Warum Senioren besonders im Visier sind
Drei Gründe:
- Rückruf-Reflex: Ein verpasster Anruf wird oft als wichtig wahrgenommen — besonders von Personen, die Nachrichten von Angehörigen oder Ärzten erwarten
- Unkenntnis ausländischer Vorwahlen: Wenige Senioren wissen, dass eine Nummer mit `+233` ghanaisch und wahrscheinlich gebührenpflichtig ist
- Angst, einen Notfall zu verpassen: « Was, wenn es das Spital war? Was, wenn mein Enkel aus dem Ausland angerufen hat? »
Die Betrüger nutzen diese Reflexe.
Der absolute Reflex: NIE zurückrufen
Das ist die goldene Regel: Eine unbekannte Nummer, die nur einmal geklingelt hat, wird nie von Ihnen zurückgerufen.
Wenn der Anruf wirklich wichtig war: - Der Anrufer wird erneut anrufen oder eine Sprachnachricht hinterlassen - Der Anrufer wird eine SMS senden - Ein echter Notfall (Spital, Polizei) läuft über Ihre bereits gespeicherte Notfall-Kontaktnummer, nicht über eine ausländische Nummer
Wie eine verdächtige Nummer prüfen
Wenn Sie mehr wissen möchten, bevor Sie entscheiden:
- Tippen Sie die vollständige Nummer in Google ein (in Anführungszeichen: `"+216 71 234 567"`)
- Suchen Sie auf `tellows.ch` oder `tellows.de` (Reverse-Verzeichnis mit Community-Bewertungen)
- Für Schweizer Nummern: `local.ch` (offizielles Verzeichnis)
- Konsultieren Sie die NCSC-Warnungen auf `ncsc.admin.ch`
Wenn mehrere Personen diese Nummer bereits als « Mehrwertdienst-Rückruf », « Ping Call » oder « Wangiri » gemeldet haben — haben Sie Ihre Bestätigung.
Was tun, wenn Sie bereits zurückgerufen haben?
Keine Panik.
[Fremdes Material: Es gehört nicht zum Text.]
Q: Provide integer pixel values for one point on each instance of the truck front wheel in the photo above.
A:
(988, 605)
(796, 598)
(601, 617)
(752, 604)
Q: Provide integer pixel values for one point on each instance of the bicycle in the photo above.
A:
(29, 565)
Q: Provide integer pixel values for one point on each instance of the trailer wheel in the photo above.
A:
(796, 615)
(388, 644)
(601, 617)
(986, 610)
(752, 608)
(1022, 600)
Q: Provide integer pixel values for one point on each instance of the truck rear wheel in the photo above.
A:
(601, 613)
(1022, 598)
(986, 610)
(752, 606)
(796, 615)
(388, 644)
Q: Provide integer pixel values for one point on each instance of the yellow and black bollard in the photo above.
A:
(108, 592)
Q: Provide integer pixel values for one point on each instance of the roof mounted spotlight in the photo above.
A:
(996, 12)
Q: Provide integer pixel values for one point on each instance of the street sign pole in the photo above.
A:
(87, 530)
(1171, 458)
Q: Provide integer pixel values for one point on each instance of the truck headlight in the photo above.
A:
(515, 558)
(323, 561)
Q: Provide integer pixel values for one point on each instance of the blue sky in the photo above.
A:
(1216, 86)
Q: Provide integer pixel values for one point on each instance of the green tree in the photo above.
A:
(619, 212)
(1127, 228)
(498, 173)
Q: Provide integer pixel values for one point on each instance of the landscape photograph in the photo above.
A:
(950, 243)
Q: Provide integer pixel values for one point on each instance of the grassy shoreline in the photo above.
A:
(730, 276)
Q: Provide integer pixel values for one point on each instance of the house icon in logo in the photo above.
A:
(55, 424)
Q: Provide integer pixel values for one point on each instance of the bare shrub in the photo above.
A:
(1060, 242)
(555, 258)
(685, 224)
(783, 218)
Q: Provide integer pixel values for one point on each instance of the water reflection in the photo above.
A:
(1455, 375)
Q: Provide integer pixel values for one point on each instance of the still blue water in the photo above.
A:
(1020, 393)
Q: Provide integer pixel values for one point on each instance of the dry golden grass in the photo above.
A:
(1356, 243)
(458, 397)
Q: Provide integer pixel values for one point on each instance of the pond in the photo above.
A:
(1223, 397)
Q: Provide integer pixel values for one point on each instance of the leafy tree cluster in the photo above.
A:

Hier die Schritte:
- Legen Sie sofort auf, sobald Sie verstehen (seltsame Musik, ungewöhnliche Stimme, ungerechtfertigtes Warten)
- Prüfen Sie Ihre Mobilrechnung in 24-48 Stunden (Kundenbereich Swisscom, Sunrise, Salt)
- Bestreiten Sie den Betrag bei Ihrem Operator (telefonisch und schriftlich mit Empfangsbestätigung)
- Bewahren Sie Beweise auf: Datum, Uhrzeit, Nummer, Dauer Ihres Anrufs
- Melden Sie dem NCSC auf `report.ncsc.admin.ch`
- Sperren Sie die Nummer auf Ihrem Telefon
Gute Nachricht: Wenn Sie schnell bestreiten und nachweisen, dass Sie diesen Mehrwertdienst nie angefordert haben, stornieren die Schweizer Operatoren (Swisscom, Sunrise, Salt) oft diese Gebühren auf der nächsten Rechnung. Bleiben Sie hartnäckig und höflich.
Wie sich dauerhaft schützen
Auf der Telefon-Seite: - Aktivieren Sie den integrierten Spam-Filter (iPhone: Einstellungen → Telefon → Unbekannte Anrufer identifizieren) - Installieren Sie eine Anti-Spam-App (Truecaller, Hiya — gratis) - Für Senioren: Bitten Sie einen Angehörigen, die als riskant bekannten ausländischen Vorwahlen auf die schwarze Liste zu setzen
Auf der Operator-Seite: - Bitten Sie um die Sperrung von Mehrwertdiensten (gratis bei Swisscom, Sunrise, Salt) - Aktivieren Sie die Doppelprüfung für ausgehende internationale Anrufe, falls verfügbar
Allgemeines Verhalten: - Nehmen Sie unbekannte internationale Nummern nicht ab - Lassen Sie klingeln — ein echter Korrespondent wird zurückrufen oder eine Nachricht hinterlassen - Lernen Sie, verdächtige ausländische Vorwahlen zu erkennen
Wichtig: Ein echter Notfall läuft immer über einen Kanal, den Sie kennen: Ihren Hausarzt, Ihre engste Familie, Ihre gespeicherte Notfallnummer. Ein Anruf von einem exotischen Land von einer Sekunde Dauer ist NIE ein Notfall — sondern eine Falle.